South Carolina football is set to open SEC play against No. 16 Arkansas on Saturday. Before taking the field, the Gamecocks are spending practice time improving its run defense.
“That’s one of our big goal points this week as a defense is flying to the ball," sixth year linebacker Brad Johnson said during the press conference on Sept. 6. "I feel like we did a decent job last week doing that, and I feel like even this week we are going to take it up a step.”
The Gamecocks struggled to stop the run early in its season opener against the Georgia State Panthers. During the team’s first drive, Georgia State picked up 67 yards on the ground, including a 41-yard rush on second and four.
The defense eventually settled in and slowed the Panthers' run game down. In the first quarter, Georgia State rushed for 77 yards. They averaged just above 42 rush yards per quarter for the rest of the game.
The team will face another run-heavy offense in the Razorbacks this week. Led by dual-threat junior quarterback KJ Jefferson, Arkansas’ offense will be a step up from what the Gamecocks experienced last week.

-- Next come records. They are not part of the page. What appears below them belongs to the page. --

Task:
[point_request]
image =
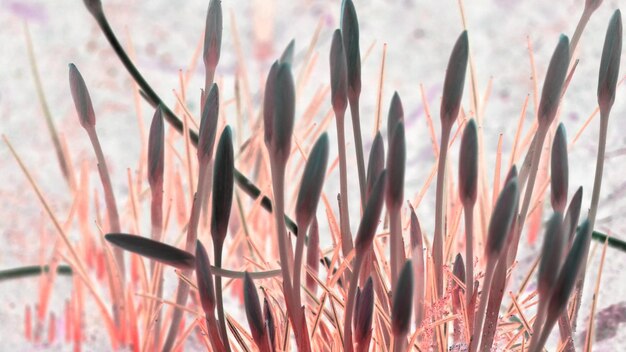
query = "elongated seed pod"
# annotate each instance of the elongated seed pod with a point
(375, 163)
(268, 104)
(455, 81)
(468, 164)
(501, 218)
(223, 184)
(609, 63)
(402, 301)
(550, 255)
(82, 100)
(553, 84)
(312, 182)
(559, 170)
(350, 34)
(338, 74)
(253, 310)
(287, 55)
(155, 250)
(364, 312)
(395, 116)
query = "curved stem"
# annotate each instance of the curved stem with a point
(439, 211)
(358, 145)
(344, 212)
(347, 318)
(150, 95)
(192, 235)
(397, 255)
(469, 264)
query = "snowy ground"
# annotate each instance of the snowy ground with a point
(419, 37)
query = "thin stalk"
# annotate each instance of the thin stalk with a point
(192, 235)
(469, 264)
(348, 346)
(397, 254)
(439, 211)
(358, 145)
(150, 95)
(478, 323)
(344, 216)
(541, 136)
(297, 266)
(278, 182)
(217, 252)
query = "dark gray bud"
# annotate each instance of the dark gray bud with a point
(455, 81)
(82, 100)
(223, 184)
(553, 84)
(396, 114)
(156, 148)
(609, 64)
(205, 279)
(468, 164)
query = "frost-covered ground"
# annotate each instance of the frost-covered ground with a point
(419, 35)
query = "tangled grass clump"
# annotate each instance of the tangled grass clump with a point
(387, 287)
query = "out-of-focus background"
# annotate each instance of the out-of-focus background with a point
(418, 34)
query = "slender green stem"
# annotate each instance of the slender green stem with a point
(358, 145)
(593, 209)
(153, 99)
(439, 210)
(580, 27)
(217, 252)
(347, 318)
(297, 267)
(469, 263)
(397, 255)
(109, 197)
(344, 212)
(478, 322)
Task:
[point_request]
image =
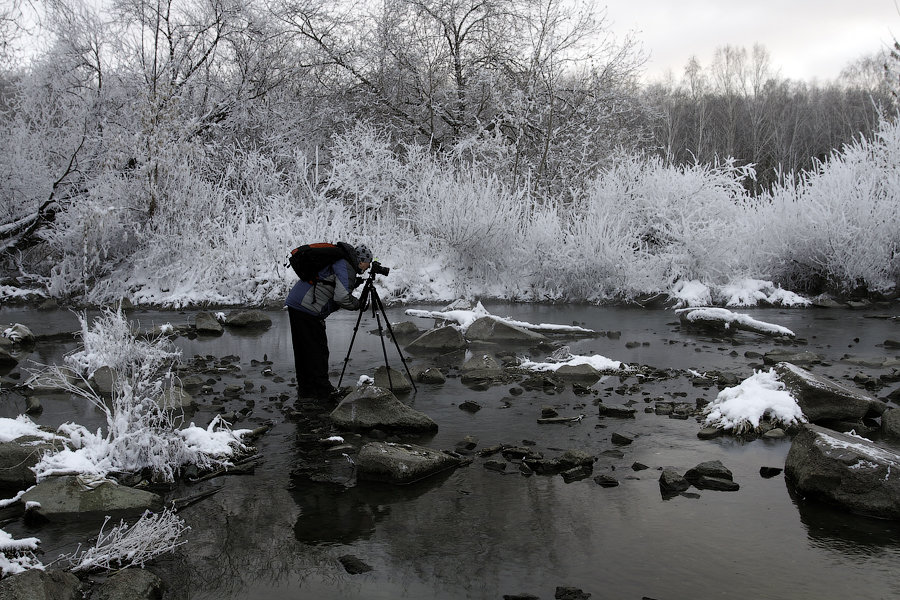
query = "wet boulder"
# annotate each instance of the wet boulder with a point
(406, 330)
(130, 584)
(429, 375)
(207, 324)
(36, 584)
(17, 458)
(6, 356)
(489, 329)
(75, 497)
(890, 423)
(176, 399)
(821, 399)
(103, 381)
(400, 463)
(397, 381)
(582, 373)
(248, 319)
(373, 407)
(846, 470)
(481, 369)
(804, 358)
(19, 335)
(440, 340)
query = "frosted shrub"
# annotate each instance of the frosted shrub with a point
(838, 226)
(473, 214)
(365, 169)
(110, 342)
(140, 433)
(131, 546)
(17, 556)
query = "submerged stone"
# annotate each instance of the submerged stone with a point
(851, 472)
(373, 407)
(400, 463)
(72, 497)
(441, 340)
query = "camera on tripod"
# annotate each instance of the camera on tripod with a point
(378, 269)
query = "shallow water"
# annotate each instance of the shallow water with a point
(474, 533)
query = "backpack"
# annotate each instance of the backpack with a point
(308, 259)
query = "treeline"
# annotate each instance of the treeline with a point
(167, 128)
(739, 107)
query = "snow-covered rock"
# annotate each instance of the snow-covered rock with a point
(821, 399)
(372, 407)
(723, 321)
(442, 339)
(400, 463)
(71, 496)
(849, 471)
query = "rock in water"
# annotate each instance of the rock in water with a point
(442, 339)
(207, 324)
(70, 497)
(373, 407)
(849, 471)
(36, 584)
(400, 463)
(489, 329)
(822, 399)
(399, 381)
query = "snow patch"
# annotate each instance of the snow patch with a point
(741, 408)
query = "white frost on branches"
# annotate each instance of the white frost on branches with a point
(131, 546)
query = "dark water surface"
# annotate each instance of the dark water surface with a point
(475, 533)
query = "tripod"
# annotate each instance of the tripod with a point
(371, 293)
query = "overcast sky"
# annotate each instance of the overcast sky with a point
(806, 39)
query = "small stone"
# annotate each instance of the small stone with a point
(354, 565)
(495, 465)
(621, 440)
(769, 472)
(606, 481)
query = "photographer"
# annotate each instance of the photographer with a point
(309, 303)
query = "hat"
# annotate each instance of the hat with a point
(363, 254)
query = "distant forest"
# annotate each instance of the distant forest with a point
(139, 103)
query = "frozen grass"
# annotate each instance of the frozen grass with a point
(140, 434)
(131, 545)
(741, 408)
(450, 227)
(17, 556)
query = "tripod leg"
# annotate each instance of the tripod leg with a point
(368, 286)
(387, 322)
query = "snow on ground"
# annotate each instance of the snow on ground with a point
(601, 363)
(750, 292)
(690, 293)
(11, 429)
(465, 318)
(742, 407)
(740, 292)
(729, 317)
(10, 565)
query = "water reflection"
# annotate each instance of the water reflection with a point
(843, 533)
(333, 515)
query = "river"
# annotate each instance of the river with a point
(477, 533)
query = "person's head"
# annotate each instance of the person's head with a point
(364, 256)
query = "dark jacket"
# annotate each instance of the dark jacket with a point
(328, 293)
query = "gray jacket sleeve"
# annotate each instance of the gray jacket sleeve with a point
(342, 285)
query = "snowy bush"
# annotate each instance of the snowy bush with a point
(741, 408)
(140, 433)
(836, 227)
(17, 556)
(131, 545)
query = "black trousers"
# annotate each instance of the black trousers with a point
(310, 354)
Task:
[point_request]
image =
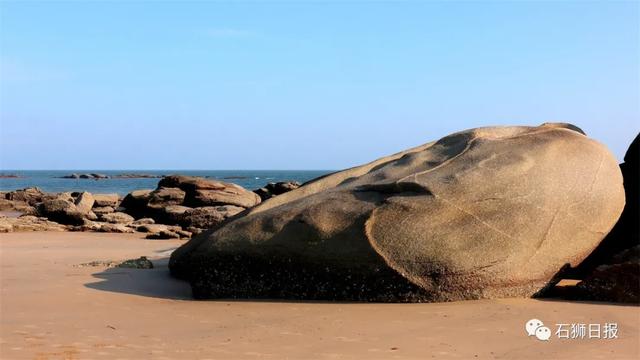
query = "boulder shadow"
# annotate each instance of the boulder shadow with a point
(156, 282)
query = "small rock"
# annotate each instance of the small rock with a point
(117, 218)
(84, 202)
(139, 263)
(164, 234)
(103, 200)
(103, 210)
(144, 221)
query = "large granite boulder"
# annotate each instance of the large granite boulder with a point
(206, 192)
(483, 213)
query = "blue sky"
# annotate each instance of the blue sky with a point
(291, 85)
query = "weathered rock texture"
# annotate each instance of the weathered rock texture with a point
(278, 188)
(489, 212)
(626, 233)
(617, 281)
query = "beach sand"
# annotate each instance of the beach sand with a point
(53, 309)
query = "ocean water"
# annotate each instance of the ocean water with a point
(51, 181)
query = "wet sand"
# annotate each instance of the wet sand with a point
(50, 308)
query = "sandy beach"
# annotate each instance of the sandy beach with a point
(52, 308)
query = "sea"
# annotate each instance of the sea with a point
(52, 181)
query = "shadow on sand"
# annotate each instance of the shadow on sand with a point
(156, 282)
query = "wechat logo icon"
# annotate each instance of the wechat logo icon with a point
(535, 327)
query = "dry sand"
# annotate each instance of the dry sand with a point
(52, 309)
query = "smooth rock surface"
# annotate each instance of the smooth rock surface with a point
(483, 213)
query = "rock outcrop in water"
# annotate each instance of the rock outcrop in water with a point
(483, 213)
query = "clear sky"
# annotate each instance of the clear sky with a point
(287, 85)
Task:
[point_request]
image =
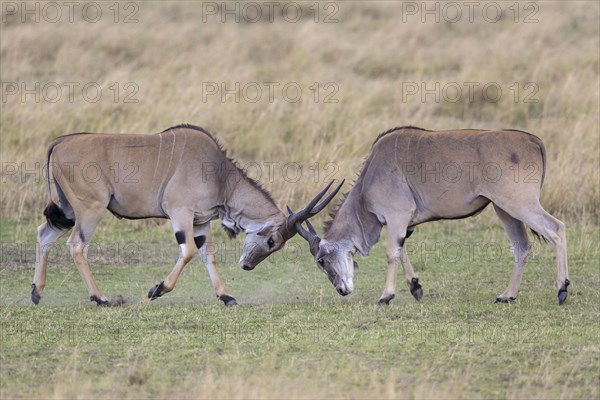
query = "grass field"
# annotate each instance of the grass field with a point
(293, 336)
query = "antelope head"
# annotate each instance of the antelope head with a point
(271, 236)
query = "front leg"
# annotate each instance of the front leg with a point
(184, 234)
(389, 291)
(204, 243)
(409, 274)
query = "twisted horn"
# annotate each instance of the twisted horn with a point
(312, 208)
(310, 236)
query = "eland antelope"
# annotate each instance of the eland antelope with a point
(413, 176)
(182, 174)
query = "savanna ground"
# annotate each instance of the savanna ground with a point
(293, 336)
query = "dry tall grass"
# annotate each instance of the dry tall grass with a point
(171, 54)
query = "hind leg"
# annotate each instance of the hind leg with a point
(47, 236)
(553, 231)
(517, 234)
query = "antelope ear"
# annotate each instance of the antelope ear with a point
(266, 229)
(326, 248)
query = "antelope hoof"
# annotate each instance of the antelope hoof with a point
(504, 299)
(562, 293)
(228, 300)
(384, 301)
(117, 301)
(35, 295)
(99, 302)
(416, 289)
(156, 291)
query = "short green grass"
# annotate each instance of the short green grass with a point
(293, 336)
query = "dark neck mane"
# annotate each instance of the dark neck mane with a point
(240, 171)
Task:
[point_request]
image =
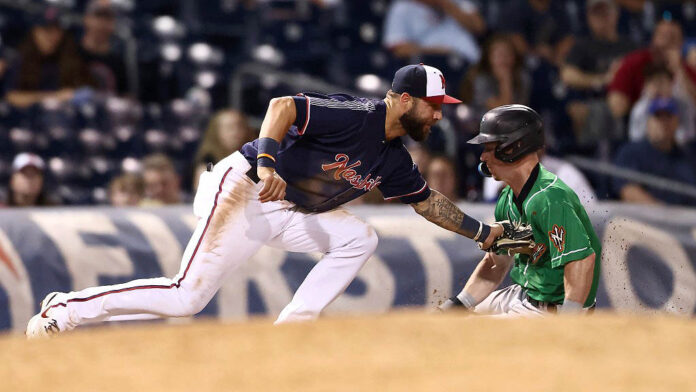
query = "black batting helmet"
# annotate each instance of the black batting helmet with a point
(518, 128)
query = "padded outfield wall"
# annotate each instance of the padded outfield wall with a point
(648, 259)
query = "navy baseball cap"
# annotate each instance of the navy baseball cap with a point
(664, 105)
(422, 81)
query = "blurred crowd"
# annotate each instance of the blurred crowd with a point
(125, 103)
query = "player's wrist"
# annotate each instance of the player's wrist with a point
(267, 152)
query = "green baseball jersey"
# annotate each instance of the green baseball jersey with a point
(562, 231)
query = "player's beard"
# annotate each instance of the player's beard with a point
(414, 126)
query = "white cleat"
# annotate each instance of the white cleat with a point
(40, 326)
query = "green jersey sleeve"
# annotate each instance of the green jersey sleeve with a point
(565, 236)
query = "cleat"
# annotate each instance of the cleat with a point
(40, 326)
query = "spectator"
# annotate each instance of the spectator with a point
(658, 155)
(227, 132)
(498, 79)
(442, 176)
(589, 68)
(98, 48)
(539, 28)
(49, 65)
(665, 49)
(126, 190)
(162, 183)
(27, 182)
(414, 27)
(659, 83)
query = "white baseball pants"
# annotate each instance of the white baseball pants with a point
(233, 225)
(508, 302)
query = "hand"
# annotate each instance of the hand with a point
(273, 184)
(674, 60)
(496, 231)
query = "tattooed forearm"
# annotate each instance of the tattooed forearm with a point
(441, 211)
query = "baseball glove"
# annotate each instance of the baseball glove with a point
(516, 238)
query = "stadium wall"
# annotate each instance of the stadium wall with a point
(648, 259)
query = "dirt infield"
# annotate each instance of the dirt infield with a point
(408, 351)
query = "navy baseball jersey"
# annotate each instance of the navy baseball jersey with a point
(336, 151)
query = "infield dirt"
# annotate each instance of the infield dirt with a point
(403, 351)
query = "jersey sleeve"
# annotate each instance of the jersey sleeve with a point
(565, 235)
(405, 181)
(322, 115)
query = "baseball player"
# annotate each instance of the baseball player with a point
(315, 153)
(559, 269)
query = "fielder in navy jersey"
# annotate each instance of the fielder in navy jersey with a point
(315, 153)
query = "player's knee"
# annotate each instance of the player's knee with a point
(192, 305)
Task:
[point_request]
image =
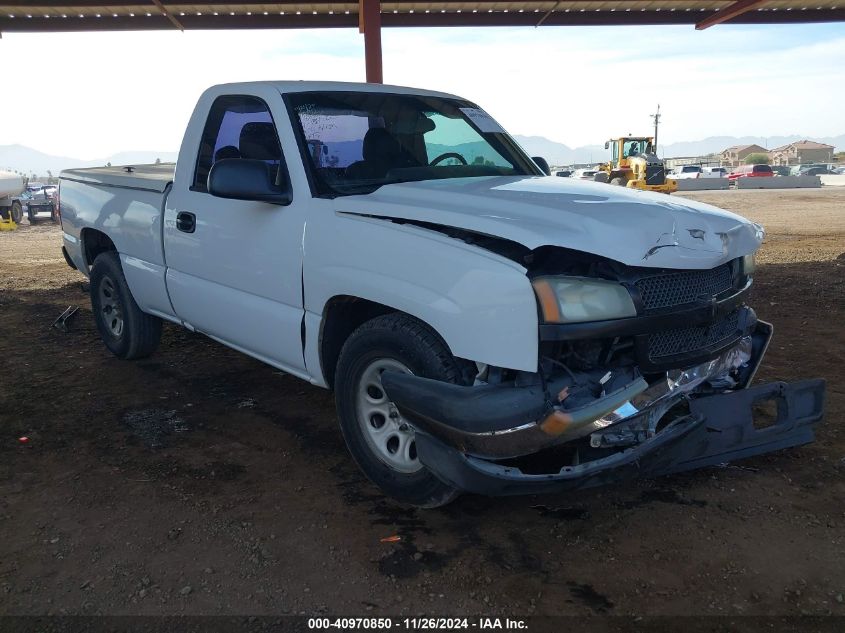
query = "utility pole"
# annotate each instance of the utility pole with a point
(656, 117)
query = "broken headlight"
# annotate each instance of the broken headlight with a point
(749, 265)
(575, 299)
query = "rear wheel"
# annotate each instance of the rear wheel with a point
(125, 329)
(17, 212)
(379, 439)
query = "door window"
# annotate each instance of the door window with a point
(238, 126)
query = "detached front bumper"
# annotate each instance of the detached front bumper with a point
(719, 429)
(470, 437)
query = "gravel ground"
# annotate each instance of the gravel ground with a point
(200, 481)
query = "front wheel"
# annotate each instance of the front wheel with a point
(125, 329)
(379, 439)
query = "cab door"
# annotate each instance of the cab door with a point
(234, 267)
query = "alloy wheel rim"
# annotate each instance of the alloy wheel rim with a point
(110, 310)
(388, 435)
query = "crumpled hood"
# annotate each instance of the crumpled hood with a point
(634, 227)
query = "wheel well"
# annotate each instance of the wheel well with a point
(95, 242)
(342, 316)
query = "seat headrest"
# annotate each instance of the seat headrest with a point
(379, 144)
(258, 141)
(227, 151)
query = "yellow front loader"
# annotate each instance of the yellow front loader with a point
(633, 163)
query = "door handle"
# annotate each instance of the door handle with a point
(186, 222)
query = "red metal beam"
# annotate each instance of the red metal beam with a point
(165, 13)
(728, 13)
(207, 21)
(369, 21)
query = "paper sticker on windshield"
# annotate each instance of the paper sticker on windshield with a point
(483, 121)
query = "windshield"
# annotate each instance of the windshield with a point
(355, 142)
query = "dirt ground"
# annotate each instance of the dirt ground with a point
(200, 481)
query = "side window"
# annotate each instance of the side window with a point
(238, 126)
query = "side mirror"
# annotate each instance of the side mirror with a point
(543, 164)
(246, 179)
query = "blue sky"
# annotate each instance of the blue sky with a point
(575, 85)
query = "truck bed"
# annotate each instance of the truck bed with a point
(145, 177)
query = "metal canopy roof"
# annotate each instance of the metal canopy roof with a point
(116, 15)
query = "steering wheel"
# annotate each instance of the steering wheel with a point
(448, 155)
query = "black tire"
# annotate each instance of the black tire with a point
(16, 212)
(392, 338)
(126, 331)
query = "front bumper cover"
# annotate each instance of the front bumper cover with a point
(719, 429)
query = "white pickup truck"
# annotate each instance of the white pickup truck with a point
(484, 327)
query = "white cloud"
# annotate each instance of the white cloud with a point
(89, 95)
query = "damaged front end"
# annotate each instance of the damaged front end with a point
(662, 387)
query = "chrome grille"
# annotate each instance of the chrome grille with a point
(689, 339)
(673, 289)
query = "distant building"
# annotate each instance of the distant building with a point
(801, 153)
(737, 154)
(704, 161)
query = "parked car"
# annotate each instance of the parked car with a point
(751, 171)
(40, 199)
(685, 171)
(584, 174)
(715, 172)
(484, 327)
(816, 171)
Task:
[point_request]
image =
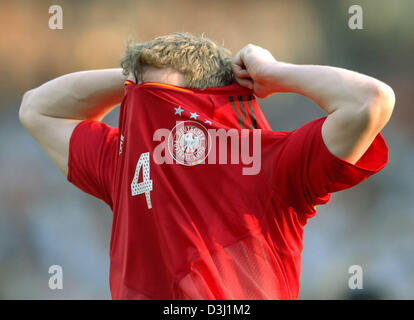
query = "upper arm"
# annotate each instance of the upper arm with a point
(53, 134)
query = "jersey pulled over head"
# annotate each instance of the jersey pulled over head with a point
(187, 225)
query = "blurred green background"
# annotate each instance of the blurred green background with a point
(44, 220)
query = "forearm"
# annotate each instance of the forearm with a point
(79, 96)
(329, 87)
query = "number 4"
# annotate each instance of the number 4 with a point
(146, 185)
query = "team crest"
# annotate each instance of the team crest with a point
(189, 143)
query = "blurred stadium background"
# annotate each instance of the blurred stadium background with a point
(45, 221)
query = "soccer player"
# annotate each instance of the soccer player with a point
(185, 227)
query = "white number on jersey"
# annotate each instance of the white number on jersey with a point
(146, 185)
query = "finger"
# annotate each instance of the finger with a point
(247, 83)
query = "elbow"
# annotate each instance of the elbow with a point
(26, 109)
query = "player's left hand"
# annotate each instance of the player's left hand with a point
(254, 68)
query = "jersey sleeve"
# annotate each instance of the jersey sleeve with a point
(92, 155)
(306, 172)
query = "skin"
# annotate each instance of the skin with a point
(358, 106)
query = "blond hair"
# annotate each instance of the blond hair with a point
(202, 62)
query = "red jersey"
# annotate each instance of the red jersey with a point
(200, 230)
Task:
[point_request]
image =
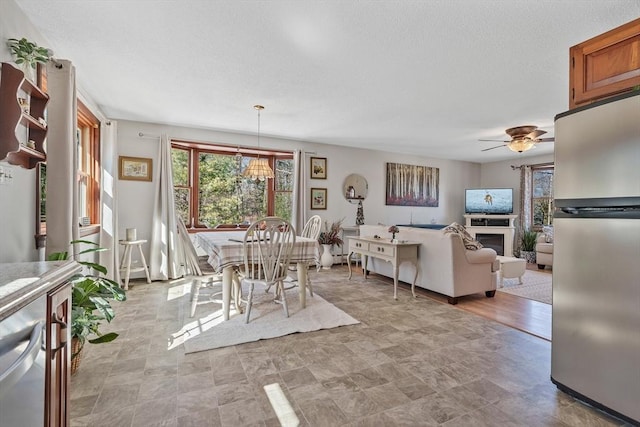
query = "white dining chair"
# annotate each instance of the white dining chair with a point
(205, 276)
(312, 230)
(267, 249)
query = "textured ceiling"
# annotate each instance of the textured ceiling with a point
(421, 77)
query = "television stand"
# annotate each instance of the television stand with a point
(480, 225)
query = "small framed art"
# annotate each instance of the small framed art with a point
(318, 168)
(318, 198)
(135, 168)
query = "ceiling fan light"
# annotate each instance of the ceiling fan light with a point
(520, 145)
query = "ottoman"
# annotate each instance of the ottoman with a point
(511, 268)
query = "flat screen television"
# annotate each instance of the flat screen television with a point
(494, 201)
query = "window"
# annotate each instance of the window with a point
(210, 190)
(88, 146)
(542, 196)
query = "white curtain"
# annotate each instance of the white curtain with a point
(109, 199)
(526, 176)
(298, 217)
(164, 260)
(62, 164)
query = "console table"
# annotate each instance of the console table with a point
(384, 249)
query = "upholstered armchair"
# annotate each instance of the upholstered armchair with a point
(544, 248)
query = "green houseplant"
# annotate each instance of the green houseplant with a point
(28, 53)
(528, 246)
(90, 302)
(328, 237)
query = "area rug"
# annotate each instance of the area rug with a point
(206, 330)
(535, 286)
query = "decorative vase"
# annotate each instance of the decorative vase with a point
(76, 353)
(326, 259)
(29, 73)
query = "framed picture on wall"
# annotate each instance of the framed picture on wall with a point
(135, 168)
(412, 185)
(318, 198)
(318, 168)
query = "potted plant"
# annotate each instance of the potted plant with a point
(328, 237)
(28, 54)
(90, 303)
(528, 246)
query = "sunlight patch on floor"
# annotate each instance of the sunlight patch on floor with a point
(281, 406)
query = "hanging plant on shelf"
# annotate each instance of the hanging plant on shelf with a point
(28, 54)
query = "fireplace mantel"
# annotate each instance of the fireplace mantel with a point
(493, 224)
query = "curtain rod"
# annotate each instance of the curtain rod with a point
(146, 135)
(514, 167)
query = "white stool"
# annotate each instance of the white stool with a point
(511, 268)
(125, 262)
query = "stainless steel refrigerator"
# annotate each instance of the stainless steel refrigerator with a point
(595, 345)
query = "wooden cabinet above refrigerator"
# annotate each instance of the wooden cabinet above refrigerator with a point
(605, 65)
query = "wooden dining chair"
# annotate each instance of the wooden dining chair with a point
(312, 230)
(267, 249)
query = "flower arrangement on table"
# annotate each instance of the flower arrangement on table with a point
(393, 230)
(331, 234)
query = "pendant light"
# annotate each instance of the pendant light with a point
(258, 169)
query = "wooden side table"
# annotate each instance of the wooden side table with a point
(125, 262)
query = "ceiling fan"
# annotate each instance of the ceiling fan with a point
(523, 138)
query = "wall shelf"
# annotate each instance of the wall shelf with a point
(21, 122)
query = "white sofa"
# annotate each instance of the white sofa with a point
(544, 251)
(446, 266)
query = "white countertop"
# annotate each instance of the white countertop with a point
(23, 282)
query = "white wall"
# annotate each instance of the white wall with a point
(135, 199)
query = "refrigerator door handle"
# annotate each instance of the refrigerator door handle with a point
(630, 212)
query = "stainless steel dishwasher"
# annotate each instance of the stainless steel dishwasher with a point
(22, 366)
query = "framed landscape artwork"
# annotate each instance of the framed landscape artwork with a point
(411, 185)
(318, 198)
(135, 168)
(318, 168)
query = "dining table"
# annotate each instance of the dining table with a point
(225, 253)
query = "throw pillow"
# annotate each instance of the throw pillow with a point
(469, 242)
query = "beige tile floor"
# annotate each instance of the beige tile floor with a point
(410, 362)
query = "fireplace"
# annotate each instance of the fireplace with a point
(493, 231)
(493, 241)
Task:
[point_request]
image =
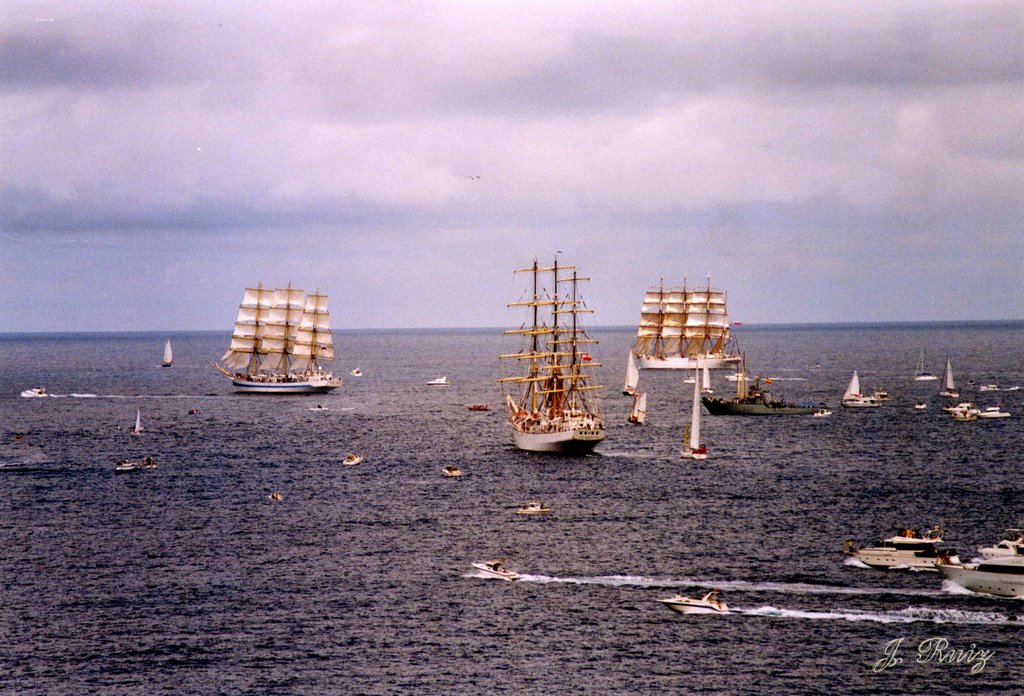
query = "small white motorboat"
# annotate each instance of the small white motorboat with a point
(1012, 545)
(709, 604)
(496, 569)
(906, 550)
(125, 466)
(137, 428)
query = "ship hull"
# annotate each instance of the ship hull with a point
(687, 362)
(720, 407)
(299, 386)
(998, 583)
(577, 441)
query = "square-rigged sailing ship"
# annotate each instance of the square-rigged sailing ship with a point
(555, 408)
(280, 339)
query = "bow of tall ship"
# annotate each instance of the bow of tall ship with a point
(280, 340)
(554, 407)
(680, 328)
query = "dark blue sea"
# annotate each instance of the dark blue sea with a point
(187, 578)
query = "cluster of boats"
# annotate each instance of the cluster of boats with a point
(1000, 571)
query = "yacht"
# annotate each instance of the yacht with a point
(1011, 545)
(709, 604)
(965, 410)
(1003, 577)
(906, 550)
(496, 569)
(992, 411)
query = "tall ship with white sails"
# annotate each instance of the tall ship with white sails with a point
(681, 327)
(554, 407)
(281, 338)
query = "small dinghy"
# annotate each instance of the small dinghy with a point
(496, 569)
(709, 604)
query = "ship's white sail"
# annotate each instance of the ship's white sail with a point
(280, 338)
(948, 385)
(852, 389)
(632, 375)
(556, 408)
(639, 411)
(680, 327)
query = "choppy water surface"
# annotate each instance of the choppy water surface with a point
(188, 578)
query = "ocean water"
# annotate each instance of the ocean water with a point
(187, 578)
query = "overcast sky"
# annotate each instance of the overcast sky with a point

“They do a great job at coaching technique and fundamentals,” head coach Shane Beamer said. “They use tempo, so you got to be able to handle that, they’ll get in multiple formations, they've got motions ... you’ve got to be disciplined with your eyes against these guys because they are big and physical, but now they’re also going fast.”
In the game against Cincinnati on Sept. 3, the Razorbacks ran for 224 yards on 45 attempts. Sophomore running back Raheim Sanders rushed for 117 yards on 20 attempts, while Jefferson took off running 18 times for 62 yards and a touchdown.
“You got KJ who can run — he can pass too — so he’s good on both sides,” junior linebacker Mohamed Kaba said. “And you got a running back that’s good, has good balance, good power, good speed.”
Containing Sanders and keeping Jefferson in the pocket will be crucial if the Gamecocks want to leave Fayetteville with a win. The team is aware of this and is doing what it can in practice to prepare.
“In our indi drills we are using big dummies — big cylinder dummies — to try and work on our tackling,” Johnson said.
Keeping Jefferson still is easier said than done. The 6-foot-3, 242-pound quarterback led his team in rushing yards and finished 10th among all FBS quarterbacks in rushing yards last season with 664 yards.
“People just bounce off of him back there,” Beamer said.
Beamer said there is no perfect way to duplicate Jefferson’s size as a quarterback in practice. Instead, the team has been focused on the fundamentals.
“We’d have to take one of our defensive ends and make him a quarterback,” Beamer said. “For us, it’s just emphasizing 11 hats to the ball, game tackling and getting people around him.”
Redshirt junior quarterback Spencer Rattler’s own mobility has helped the defense prepare for Jefferson. Despite being 2 inches shorter and 27 pounds lighter, Rattler and Jefferson have similar duel-threat playstyles.
“We face that every day in practice,” Kaba said. “We just going to game plan against it and we’re going to be ready for him.”
The Gamecocks and Razorbacks are set to kick off from Fayetteville Saturday at noon.